Foi feito um abaixo-assinado em Raposos com 5 mil assinaturas, o que é bastante representativo numa cidade de 12 mil habitantes. Isso será o suficiente para impedir a instalação da represa no município? Afinal, vivemos numa democracia, não é? E a democracia não é isso, a vontade do povo, ou da maioria? Não sei se posso ser processado pelo que vou escrever, mas não me importa. Corre na boca do povo, e tenho plena certeza disso, que dos nove vereadores raposenses, cinco receberam “incentivos” da Vale para votar à favor da represa. Ah se tivessemos alguma forma de provar materialmente isso! Aliás, se alguém como podemos provar isso, por favor se manifeste. Me lembro, também, de que o governador Anastasia ligou ele próprio à prefeitura de Raposos para pressioná-la a aceitar os desígnios da Vale. A qualquer momento podem reiniciar a mineração na região, sim, reiniciar, porque sem maiores explicações já haviam começado suas atividades.
Se há uma ditadura em Cuba o que existe por aqui? O que fazemos com um parlamento meramente figurativo que serve para atender os interesses do grande capital? É a Ditadura financeira, do minério, da latifúndio, da soja, da agropecuária...
Por isso tudo, pela necessidade urgente da luta, peço ajuda aos que estão lendo, se souberem de algum grupo ou instituição que possa ajudar na feitura do documentário me informem, será de grande valia!
Ah se esses gases lacrimogêneos nãos nos deixassem tão calmos!

Comentários

Kaciana disse…
Concordo plenamente com você. Vivemos, sim, uma ditadura disfarçada, onde os interesses de uma minoria privilegiada camuflam problemas graves de nossa sociedade, como a falta de boa educação, a marginalidade e a justa distribuição de renda.

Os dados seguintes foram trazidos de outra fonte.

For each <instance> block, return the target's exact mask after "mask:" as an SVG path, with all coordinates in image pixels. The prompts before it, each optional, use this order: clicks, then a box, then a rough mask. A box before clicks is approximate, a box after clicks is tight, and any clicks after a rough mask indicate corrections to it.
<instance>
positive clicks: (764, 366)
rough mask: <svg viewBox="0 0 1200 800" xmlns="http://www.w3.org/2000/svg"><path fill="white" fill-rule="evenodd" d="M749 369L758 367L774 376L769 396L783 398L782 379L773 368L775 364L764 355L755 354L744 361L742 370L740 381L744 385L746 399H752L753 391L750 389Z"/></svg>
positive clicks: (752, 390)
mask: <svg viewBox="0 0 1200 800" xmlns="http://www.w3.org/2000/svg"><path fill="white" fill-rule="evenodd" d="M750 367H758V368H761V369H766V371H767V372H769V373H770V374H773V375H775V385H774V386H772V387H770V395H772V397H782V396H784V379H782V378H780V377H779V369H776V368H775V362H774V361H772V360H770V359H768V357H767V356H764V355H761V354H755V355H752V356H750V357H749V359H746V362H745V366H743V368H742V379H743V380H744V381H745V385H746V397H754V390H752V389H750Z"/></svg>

Não sei se ajudaria: já tentou os editais de projetos de incentivo à Cultura, para produção do seu documentário? Instituições de fomento à educação como a Unesco? Parabéns pelo blog e iniciativas.
Tádzio Coelho disse…
Muito obrigado pela ajuda! O problema que o financiamento por meio desses editais tem um processo lento, e a gravação do documentário é pra ontem frente aos problemas que se colocam na região. Tentaremos com a própria prefeitura de Raposos e com a OAB-MG. Mas valeu assim mesmo!